Jeder Jugendliche ist einzigartig
Jeder Jugendliche ist anders und besitzt einen einzigartigen genetischen Code. Um Lernprozesse zu verbessern, ist es notwendig, die Gemeinsamkeiten der Lernenden zu erkennen und gleichzeitig den Einzelnen als einzigartiges Individuum anzuerkennen.
Erfolgsfaktoren des Lernens
Jugendliche lernen leichter,
- wenn sie eigene Erfahrungen machen können und dabei möglichst alle Sinne angesprochen werden.
- wenn in den Lernprozessen soziale Interaktionen einbezogen werden.
- wenn ihre Interessen und Ideen miteinbezogen und gewürdigt werden.
- wenn neue Muster mit dem vorhandenen Vorwissen verbunden werden können.
- wenn Lernprozesse mit positiven Emotionen gekoppelt werden können.
- wenn ihre Unterschiede in Entwicklung, Reife, Kenntnissen und Fertigkeiten berücksichtigt werden.
- wenn ihre einzigartigen Talente, Fähigkeiten und Fertigkeiten angesprochen werden.
Allgemein erfordert erfolgreiches Lernen ausreichend Schlaf, etwa sechs bis acht Stunden, viel Bewegung an der frischen Luft sowie eine ausgewogene Ernährung mit einem hohen Obst- und Gemüseanteil. Ernährungsstudien haben darüber hinaus gezeigt, dass die Aufnahme mehrkettiger Kohlenhydrate wie etwa in Müsliriegeln und Vollkornprodukten die Konzentrationsfähigkeit steigert.

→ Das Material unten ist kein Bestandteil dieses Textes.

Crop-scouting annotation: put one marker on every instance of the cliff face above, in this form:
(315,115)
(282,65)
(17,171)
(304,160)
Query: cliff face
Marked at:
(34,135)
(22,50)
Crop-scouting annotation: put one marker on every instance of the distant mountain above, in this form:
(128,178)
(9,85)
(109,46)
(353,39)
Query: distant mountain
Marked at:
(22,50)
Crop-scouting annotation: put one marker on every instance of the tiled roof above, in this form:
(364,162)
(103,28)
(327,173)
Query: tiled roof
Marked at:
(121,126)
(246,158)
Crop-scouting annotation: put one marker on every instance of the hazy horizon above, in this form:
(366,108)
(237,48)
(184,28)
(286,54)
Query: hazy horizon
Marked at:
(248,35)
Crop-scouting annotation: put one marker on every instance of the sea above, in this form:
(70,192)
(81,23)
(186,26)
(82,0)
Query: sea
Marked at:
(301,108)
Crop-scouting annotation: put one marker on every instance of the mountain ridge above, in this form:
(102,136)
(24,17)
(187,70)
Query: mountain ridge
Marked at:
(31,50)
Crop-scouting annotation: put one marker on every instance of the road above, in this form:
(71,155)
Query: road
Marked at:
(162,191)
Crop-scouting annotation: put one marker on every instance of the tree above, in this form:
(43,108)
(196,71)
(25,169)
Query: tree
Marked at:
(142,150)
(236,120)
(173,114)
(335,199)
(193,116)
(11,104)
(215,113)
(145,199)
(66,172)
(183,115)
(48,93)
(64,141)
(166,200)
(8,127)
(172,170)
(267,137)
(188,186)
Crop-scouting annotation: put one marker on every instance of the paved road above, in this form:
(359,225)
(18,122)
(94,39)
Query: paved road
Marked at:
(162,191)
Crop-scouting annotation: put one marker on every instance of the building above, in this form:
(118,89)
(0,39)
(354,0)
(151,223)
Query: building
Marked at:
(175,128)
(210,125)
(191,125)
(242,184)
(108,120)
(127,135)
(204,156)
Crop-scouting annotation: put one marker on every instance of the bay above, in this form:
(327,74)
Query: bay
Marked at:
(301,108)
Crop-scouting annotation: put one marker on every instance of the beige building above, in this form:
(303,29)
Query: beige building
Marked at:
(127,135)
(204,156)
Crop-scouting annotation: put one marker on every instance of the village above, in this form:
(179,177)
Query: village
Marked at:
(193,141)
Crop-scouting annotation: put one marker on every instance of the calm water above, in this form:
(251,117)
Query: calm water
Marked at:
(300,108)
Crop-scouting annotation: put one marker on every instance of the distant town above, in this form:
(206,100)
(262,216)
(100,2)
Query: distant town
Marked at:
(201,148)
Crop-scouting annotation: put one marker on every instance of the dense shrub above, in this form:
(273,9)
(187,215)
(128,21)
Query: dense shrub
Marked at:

Botenstoffe erzeugen Vitalität und Motivation
Was oft als Überforderung bezeichnet wird, erweist sich bei näherer Betrachtung entweder als Unterforderung oder, noch schlimmer, als frustrierendes Ergebnis von
- Pauken, etwa durch zu viel Lernstoff in zu langen Unterrichtseinheiten,
- Drill, etwa durch zu lange Phasen des Stillsitzens) oder
- Entmutigung, etwa durch fehlende Erfolgserlebnisse.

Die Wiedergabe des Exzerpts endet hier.